1988 saw the introduction by the Thatcher government of official political censorship and the extension of political vetting of community groups, including the denial of funding to crèches and other community groups. Discrimination in employment and housing, and unionist efforts to control local councils and exclude Sinn Féin representatives, were part of everyday life.
The catalyst for Féile was the killing in Gibraltar of three young people from this area in March 1988 – IRA Volunteers Mairead Farrell, Seán Savage and Dan McCann. In the two weeks following the Gibraltar killings a further nine people died – another four from this constituency. It was a tragic, depressingly sad time for the victims and their families but also for the citizens of west Belfast. They were demonised. Seamus Mallon, the then Deputy leader of the SDLP, said that the people of this area ‘have turned into savages’. Others said we were ‘animals’.
A lesser people could not have survived the years of insults, lies and invective. But we knew that wasn’t a true reflection of our people. We knew that the people of west Belfast were proud and courageous and resilient. We knew that despite almost 20 years of war the community of west Belfast was still standing strong against injustice and inequality.
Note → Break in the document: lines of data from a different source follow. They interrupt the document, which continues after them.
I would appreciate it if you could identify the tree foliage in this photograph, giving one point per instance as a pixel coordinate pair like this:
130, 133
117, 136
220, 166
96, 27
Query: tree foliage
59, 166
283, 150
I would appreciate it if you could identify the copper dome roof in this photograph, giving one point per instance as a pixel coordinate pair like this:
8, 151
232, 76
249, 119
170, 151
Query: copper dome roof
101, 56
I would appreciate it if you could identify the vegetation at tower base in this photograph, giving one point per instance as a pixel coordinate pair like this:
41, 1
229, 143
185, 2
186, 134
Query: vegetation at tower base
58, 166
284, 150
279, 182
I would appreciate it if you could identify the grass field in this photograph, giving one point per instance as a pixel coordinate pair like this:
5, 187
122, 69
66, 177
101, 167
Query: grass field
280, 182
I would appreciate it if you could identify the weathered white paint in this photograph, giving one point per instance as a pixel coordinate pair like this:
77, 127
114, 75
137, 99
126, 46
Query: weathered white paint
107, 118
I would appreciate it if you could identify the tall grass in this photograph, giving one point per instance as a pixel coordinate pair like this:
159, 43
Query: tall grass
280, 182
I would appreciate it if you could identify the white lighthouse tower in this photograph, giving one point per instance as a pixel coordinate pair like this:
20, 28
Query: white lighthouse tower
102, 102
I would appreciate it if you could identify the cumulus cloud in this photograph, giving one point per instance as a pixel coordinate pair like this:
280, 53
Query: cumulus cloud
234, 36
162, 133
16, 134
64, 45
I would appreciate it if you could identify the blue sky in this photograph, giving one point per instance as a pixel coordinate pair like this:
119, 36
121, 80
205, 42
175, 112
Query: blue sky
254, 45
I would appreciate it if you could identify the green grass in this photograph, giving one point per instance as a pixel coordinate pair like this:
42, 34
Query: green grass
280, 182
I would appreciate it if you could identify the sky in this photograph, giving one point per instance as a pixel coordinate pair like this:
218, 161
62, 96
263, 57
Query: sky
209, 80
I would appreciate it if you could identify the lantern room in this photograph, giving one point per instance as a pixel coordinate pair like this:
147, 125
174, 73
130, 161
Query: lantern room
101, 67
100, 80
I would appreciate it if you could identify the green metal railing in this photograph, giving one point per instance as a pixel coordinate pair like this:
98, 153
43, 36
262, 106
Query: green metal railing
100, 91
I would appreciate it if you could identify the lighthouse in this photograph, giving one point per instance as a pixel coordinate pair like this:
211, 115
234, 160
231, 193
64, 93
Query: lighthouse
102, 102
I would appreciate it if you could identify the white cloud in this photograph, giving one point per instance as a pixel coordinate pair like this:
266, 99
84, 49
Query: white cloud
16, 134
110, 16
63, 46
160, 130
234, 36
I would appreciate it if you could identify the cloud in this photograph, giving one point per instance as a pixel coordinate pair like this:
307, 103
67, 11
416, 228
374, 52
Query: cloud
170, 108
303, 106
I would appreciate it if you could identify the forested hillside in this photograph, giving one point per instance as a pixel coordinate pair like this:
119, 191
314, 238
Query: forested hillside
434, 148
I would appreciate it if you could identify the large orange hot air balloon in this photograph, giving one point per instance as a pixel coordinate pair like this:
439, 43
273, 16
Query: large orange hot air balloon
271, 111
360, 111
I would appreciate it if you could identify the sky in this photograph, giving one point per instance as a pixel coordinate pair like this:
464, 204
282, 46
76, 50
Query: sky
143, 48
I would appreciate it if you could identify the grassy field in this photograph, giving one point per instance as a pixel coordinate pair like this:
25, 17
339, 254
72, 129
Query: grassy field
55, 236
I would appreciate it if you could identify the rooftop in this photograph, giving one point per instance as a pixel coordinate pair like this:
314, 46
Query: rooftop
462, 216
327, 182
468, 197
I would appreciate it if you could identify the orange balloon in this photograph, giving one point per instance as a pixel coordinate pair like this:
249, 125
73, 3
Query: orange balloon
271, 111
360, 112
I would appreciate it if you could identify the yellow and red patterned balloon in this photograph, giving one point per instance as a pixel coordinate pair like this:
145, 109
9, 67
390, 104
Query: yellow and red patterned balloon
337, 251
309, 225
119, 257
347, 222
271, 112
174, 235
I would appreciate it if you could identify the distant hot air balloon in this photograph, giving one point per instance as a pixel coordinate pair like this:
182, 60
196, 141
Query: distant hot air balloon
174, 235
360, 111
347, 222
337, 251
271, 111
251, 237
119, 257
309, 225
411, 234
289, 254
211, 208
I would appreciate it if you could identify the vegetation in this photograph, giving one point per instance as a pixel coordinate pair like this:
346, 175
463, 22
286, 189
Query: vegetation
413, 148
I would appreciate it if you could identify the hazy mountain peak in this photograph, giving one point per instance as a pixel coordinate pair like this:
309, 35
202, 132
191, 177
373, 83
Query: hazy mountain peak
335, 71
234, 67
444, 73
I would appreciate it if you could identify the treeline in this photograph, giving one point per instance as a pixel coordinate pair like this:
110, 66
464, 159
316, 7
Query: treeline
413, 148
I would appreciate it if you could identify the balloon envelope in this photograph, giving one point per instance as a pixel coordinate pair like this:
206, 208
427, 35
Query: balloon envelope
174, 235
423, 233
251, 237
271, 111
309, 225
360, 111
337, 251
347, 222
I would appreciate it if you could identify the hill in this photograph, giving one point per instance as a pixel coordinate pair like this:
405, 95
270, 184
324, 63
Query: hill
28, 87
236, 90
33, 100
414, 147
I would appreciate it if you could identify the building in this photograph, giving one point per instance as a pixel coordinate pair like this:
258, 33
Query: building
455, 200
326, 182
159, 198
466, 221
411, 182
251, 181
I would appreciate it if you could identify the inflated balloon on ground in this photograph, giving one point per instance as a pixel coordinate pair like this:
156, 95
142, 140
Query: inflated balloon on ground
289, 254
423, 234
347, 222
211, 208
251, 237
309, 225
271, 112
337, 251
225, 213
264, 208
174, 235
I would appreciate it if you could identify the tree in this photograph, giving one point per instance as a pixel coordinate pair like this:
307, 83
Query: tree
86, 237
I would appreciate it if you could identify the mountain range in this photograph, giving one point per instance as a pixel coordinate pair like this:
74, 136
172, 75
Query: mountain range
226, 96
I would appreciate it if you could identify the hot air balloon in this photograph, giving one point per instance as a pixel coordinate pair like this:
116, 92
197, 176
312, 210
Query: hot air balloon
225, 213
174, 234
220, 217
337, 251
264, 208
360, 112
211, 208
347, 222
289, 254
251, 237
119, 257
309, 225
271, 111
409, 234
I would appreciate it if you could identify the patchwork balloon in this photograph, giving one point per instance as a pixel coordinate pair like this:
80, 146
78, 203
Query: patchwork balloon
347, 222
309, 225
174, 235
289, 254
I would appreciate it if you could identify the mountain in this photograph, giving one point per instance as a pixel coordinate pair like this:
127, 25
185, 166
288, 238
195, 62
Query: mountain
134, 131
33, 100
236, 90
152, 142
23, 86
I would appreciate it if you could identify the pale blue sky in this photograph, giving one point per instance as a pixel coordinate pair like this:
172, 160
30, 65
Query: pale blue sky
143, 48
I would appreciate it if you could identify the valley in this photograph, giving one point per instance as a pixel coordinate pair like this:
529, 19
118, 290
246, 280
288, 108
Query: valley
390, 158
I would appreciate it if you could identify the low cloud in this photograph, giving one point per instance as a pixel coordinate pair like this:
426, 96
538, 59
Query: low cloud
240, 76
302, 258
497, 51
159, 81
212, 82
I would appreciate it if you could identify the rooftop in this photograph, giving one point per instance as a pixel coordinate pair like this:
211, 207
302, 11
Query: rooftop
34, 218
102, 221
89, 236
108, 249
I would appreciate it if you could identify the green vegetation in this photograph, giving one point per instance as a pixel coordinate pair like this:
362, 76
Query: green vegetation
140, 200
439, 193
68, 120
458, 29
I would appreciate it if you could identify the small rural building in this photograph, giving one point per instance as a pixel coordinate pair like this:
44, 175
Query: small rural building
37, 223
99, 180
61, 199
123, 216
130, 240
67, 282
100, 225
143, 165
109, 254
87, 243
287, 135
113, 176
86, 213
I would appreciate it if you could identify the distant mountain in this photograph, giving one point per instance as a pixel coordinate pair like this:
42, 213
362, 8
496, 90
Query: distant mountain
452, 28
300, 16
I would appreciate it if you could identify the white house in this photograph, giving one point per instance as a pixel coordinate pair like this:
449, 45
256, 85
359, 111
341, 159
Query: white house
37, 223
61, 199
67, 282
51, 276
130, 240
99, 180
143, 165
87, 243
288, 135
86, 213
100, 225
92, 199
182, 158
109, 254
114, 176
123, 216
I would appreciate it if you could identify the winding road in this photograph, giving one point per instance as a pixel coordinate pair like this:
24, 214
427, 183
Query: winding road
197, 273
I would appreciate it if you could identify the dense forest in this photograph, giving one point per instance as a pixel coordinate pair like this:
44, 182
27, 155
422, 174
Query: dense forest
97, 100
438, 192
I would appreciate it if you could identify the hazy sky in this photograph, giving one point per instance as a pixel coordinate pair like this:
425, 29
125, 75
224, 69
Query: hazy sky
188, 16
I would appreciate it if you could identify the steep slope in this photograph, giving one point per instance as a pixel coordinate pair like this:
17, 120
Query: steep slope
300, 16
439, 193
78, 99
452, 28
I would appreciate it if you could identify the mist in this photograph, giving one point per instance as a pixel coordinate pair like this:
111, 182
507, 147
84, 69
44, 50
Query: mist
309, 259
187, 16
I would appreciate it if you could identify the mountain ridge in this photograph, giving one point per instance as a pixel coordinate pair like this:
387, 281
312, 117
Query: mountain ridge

A small group of us got together and out of our conversations grew a community festival – a peoples’ festival – Féile an Phobail. It was to be our alternative to the bonfires and the riots that usually marked the August internment anniversary. It was our way of demonstrating to the world that the people of west Belfast are a generous, humorous, talented, gifted and inclusive community. It was to be positive, upbeat reflection of everything that is positive, and loving and hopeful. That first festival was, by the scale of recent years, very modest but it was also a huge success. This 8 August, there were no bonfires in west Belfast. Apart from one anti-community bonfire in the New Lodge, almost 12,000 young people participated in a dance night in west Belfast.
Now the Féile is Ireland’s foremost community festival. Despite all the begrudgers and the naysayers Féile an Phobail has gone from strength to strength. Our culture of resistance built over many decades has transitioned into a culture of change. Of reconquest. Of dancing and singing.
So, well done to everyone who over the last 31 years has played any part in this inspirational story of resistance and change. Maya Angelou’s words speak to all of you.
“Leaving behind nights of terror and fear
Into a daybreak that’s wonderously clear
Bringing the gifts that my ancestors gave,
I am the dream and hope of the slave.